Others, like Gyda Westvold Hansen of Norway and Jenny Nowak of Germany, who are both 16, are arriving at the perfect time. They never had to decide how long to stick with a futureless sport. Instead, they have been competing in youth events for several years.

Their experience is evident. Hansen placed second in both Steamboat competitions and won once in Park City. Nowak won the junior worlds test event last season and was second in both Park City events this month.

They are the leading edge of the wave organizers hoped to build. Seven of the 14 athletes competing in Steamboat Springs were teenagers, including two from the United States: Tess Arnone, a 15-year-old who has long dreamed of nordic combined glory, and Annika Malacinski, 17, who was drawn to the sport by its new potential. Then there is Geraghty-Moats.

A twisting road of injuries and tough decisions had Geraghty-Moats focusing on cross-country skiing, biathlon and ski jumping in different seasons. But now training with the ski jumping and the nordic combined teams with USA Nordic, it all prepared her to fly far on a cold day and ski fast through a dark night in Steamboat Springs. She won all three Continental Cup events she entered this month in the United States, but the first stood out.
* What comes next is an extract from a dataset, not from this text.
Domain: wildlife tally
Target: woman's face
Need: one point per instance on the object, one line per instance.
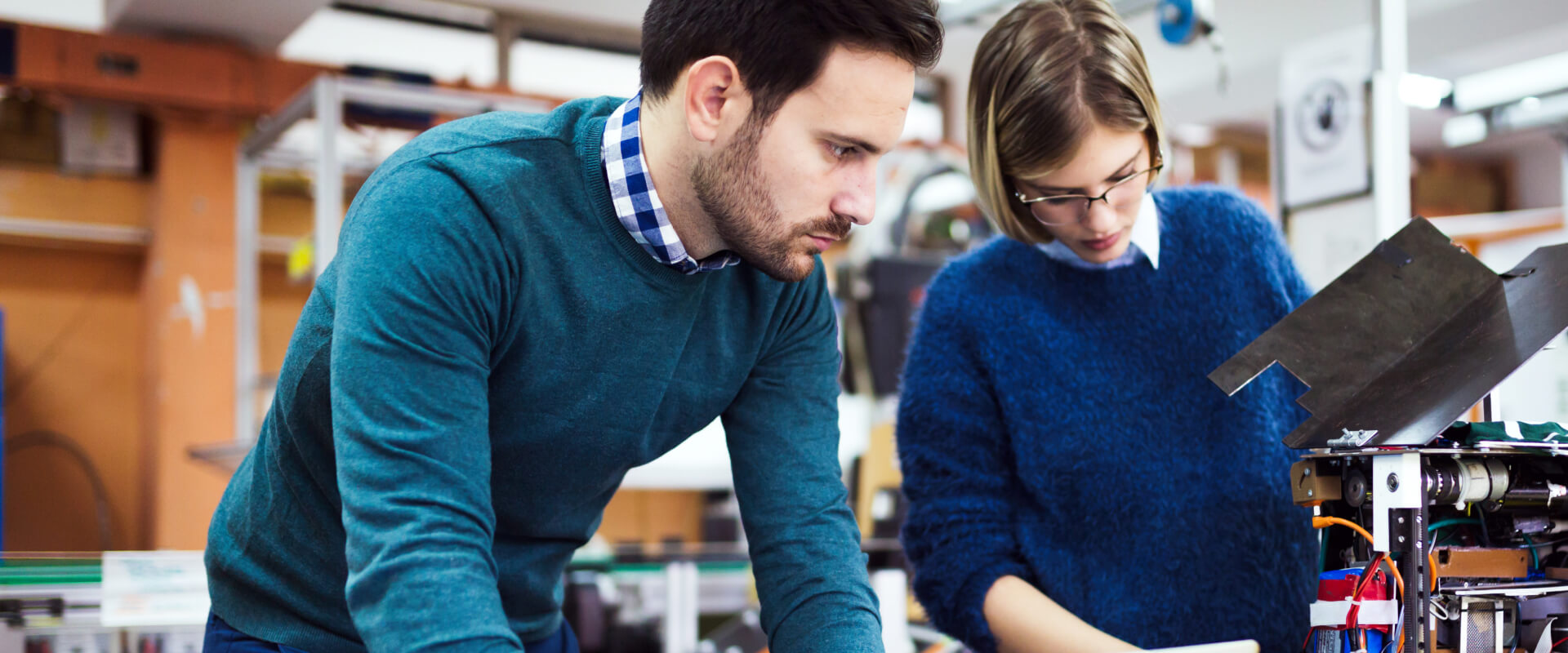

She coasted toward the finish line with her arms spread, taking in a moment she had wanted since she was 11 and in her first big event. It was still more than 2,600 days to the 2026 Olympic opening ceremony, but after waiting so long just to compete in her sport, she was not counting.

“We’ve all chosen a path that isn’t the standard one, and maybe not even the recommended one, but we’re here because we love the sport,” Geraghty-Moats said.

“We don’t have the Olympics as a carrot. We don’t have tons of sponsors or funding or even sometimes a team to train with. It’s amazing to be competing with women who love the sport this much.”